People were willing to pay for stuff on the internet even when you could only do so by calling someone up and reading off your credit card number and just trusting a stranger.
Meanwhile, the norm until cable television for "free" things like news was that you either paid, or you went to the library to read it for free.
Sure, this entire business model has been cataclysmic for traditional media organizations and news outlets and peoples trust in institutions has plummeted in correlation, so, let’s just fucking scrap it and go back to payed media.
Manufacturing consent identified advertisement as one of its five filters and was published in 1988. It is and was extremely rare for a magazine or news paper to not be at least partially funded by advertisements.
I think that might be a rhetorical device bequeathed to you by the social media companies.

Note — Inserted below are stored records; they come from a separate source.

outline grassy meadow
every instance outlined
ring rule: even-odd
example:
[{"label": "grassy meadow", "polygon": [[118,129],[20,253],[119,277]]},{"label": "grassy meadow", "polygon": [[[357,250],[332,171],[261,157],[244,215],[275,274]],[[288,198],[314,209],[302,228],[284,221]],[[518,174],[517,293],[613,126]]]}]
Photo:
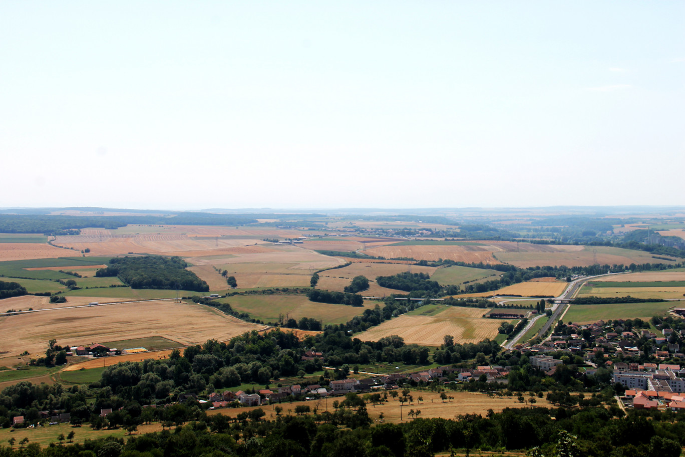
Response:
[{"label": "grassy meadow", "polygon": [[438,269],[430,278],[433,281],[437,281],[440,286],[447,286],[460,284],[467,281],[473,282],[485,278],[494,280],[499,277],[501,273],[495,270],[454,266]]},{"label": "grassy meadow", "polygon": [[331,304],[310,301],[306,295],[234,295],[219,299],[229,303],[233,309],[247,312],[251,317],[264,322],[277,322],[279,315],[286,315],[297,320],[303,317],[314,318],[327,323],[344,323],[351,319],[371,309],[377,301],[366,301],[364,306]]},{"label": "grassy meadow", "polygon": [[599,319],[640,319],[649,320],[652,316],[664,315],[673,307],[671,301],[622,303],[602,305],[571,305],[564,322],[592,323]]}]

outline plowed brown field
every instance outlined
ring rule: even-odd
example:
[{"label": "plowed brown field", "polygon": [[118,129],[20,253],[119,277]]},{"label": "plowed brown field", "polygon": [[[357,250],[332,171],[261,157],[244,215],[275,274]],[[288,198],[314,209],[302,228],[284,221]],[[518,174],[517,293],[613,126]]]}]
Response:
[{"label": "plowed brown field", "polygon": [[0,262],[34,258],[56,258],[75,256],[73,251],[39,243],[3,243],[0,246]]},{"label": "plowed brown field", "polygon": [[[403,406],[400,408],[400,403],[399,401],[393,400],[392,397],[388,397],[388,402],[375,406],[369,404],[367,406],[367,409],[369,411],[369,416],[373,419],[376,424],[381,423],[379,419],[381,413],[383,414],[383,422],[384,423],[399,423],[401,422],[409,422],[412,420],[407,415],[407,413],[409,412],[410,410],[420,410],[421,413],[419,417],[425,419],[434,417],[453,419],[458,415],[466,414],[476,414],[484,417],[488,414],[488,410],[493,410],[495,412],[499,412],[505,408],[530,408],[530,406],[527,404],[527,399],[530,395],[526,393],[524,393],[524,394],[526,402],[520,403],[516,399],[516,397],[512,397],[512,398],[507,398],[506,397],[499,398],[488,397],[484,393],[472,393],[471,392],[447,392],[447,395],[449,397],[452,397],[453,399],[450,400],[448,399],[443,402],[440,399],[440,394],[437,392],[430,392],[428,391],[412,391],[410,392],[410,395],[414,397],[414,400],[410,404],[406,403]],[[419,398],[419,397],[422,397],[423,398],[423,401],[417,401],[416,399]],[[536,406],[542,406],[544,408],[552,407],[552,405],[551,405],[544,398],[536,397],[535,399]],[[280,406],[283,408],[282,414],[294,415],[295,407],[299,405],[307,405],[312,409],[316,408],[319,412],[321,412],[322,411],[326,410],[327,404],[328,406],[328,410],[332,412],[334,410],[332,401],[329,399],[327,404],[325,399],[321,399],[310,402],[293,402],[292,404],[284,403],[279,405],[273,404],[268,406],[253,406],[245,408],[241,408],[239,410],[212,410],[208,411],[207,414],[210,416],[216,414],[223,414],[235,417],[238,412],[242,412],[243,411],[249,412],[253,409],[259,408],[264,410],[264,411],[266,413],[265,418],[273,420],[276,417],[275,409],[276,406]],[[401,410],[401,415],[400,414],[400,410]],[[401,416],[401,419],[400,419]],[[457,455],[461,454],[458,454]],[[480,452],[478,453],[478,455],[480,455]],[[495,456],[523,456],[523,454],[510,454],[509,453],[502,454],[500,452],[490,454],[489,453],[484,452],[482,455],[493,455],[493,457],[495,457]]]},{"label": "plowed brown field", "polygon": [[[477,308],[464,309],[473,310],[473,312],[480,313],[479,315],[486,311]],[[495,338],[501,323],[499,319],[457,317],[446,313],[447,310],[435,316],[402,314],[355,335],[355,337],[362,341],[377,341],[390,335],[399,335],[406,343],[439,346],[443,344],[445,335],[449,334],[454,336],[455,343],[477,343],[486,338]]]},{"label": "plowed brown field", "polygon": [[670,230],[662,230],[658,232],[662,236],[678,236],[685,239],[685,229],[671,229]]},{"label": "plowed brown field", "polygon": [[557,297],[564,292],[569,286],[565,281],[526,281],[507,286],[495,292],[484,292],[482,293],[463,294],[457,297],[492,297],[493,293],[498,295],[521,295],[532,297],[534,295],[549,295]]},{"label": "plowed brown field", "polygon": [[[521,246],[524,243],[521,243]],[[656,259],[649,252],[633,251],[604,246],[547,246],[555,251],[496,252],[495,257],[503,262],[521,268],[545,265],[588,267],[595,263],[613,265],[632,263],[674,263],[673,261]],[[660,256],[659,257],[665,257]]]},{"label": "plowed brown field", "polygon": [[[71,299],[71,297],[70,297]],[[81,297],[84,298],[84,297]],[[101,302],[103,299],[98,299]],[[2,349],[10,355],[45,351],[54,338],[79,345],[157,335],[184,345],[225,341],[264,325],[249,323],[202,305],[173,300],[41,311],[0,317]]]},{"label": "plowed brown field", "polygon": [[685,281],[685,271],[643,271],[640,273],[628,273],[615,276],[603,276],[593,279],[592,282],[601,282],[602,281],[632,281],[637,282],[651,282],[651,281]]},{"label": "plowed brown field", "polygon": [[501,263],[493,257],[487,246],[380,246],[364,249],[369,256],[395,258],[409,257],[417,260],[436,261],[449,259],[466,263]]},{"label": "plowed brown field", "polygon": [[361,293],[364,296],[384,297],[393,293],[406,294],[406,292],[381,287],[375,282],[377,276],[392,276],[398,273],[410,270],[412,273],[425,273],[433,274],[434,267],[419,267],[401,263],[376,263],[354,262],[344,268],[327,270],[319,273],[317,287],[327,291],[342,292],[346,286],[349,286],[355,276],[365,276],[369,279],[369,289]]}]

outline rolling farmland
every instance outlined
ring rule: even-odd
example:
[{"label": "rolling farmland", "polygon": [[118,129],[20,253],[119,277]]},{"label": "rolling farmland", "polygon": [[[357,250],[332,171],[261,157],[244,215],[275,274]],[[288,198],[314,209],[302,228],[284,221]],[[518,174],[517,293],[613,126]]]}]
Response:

People of course do pay for things all the time. It’s just the social media folks found a way to make a lot more money than people would otherwise pay, through advertising. And in this situation, through illegal advertising.
The best thing we can all do is refuse to work for Meta. If good engineers did that, there would be no Meta. Problem solved. But it seems many engineers prefer it this way.
When it started, Mastodon had an existing userbase to communicate with on OStatus, in the existing GNU Social communities, so it could skip the "Who wants to talk to a ghost town?" era of a social media's growth.
Though this prompts us to wonder why GNU Social took off (modestly) but Diaspora didn't.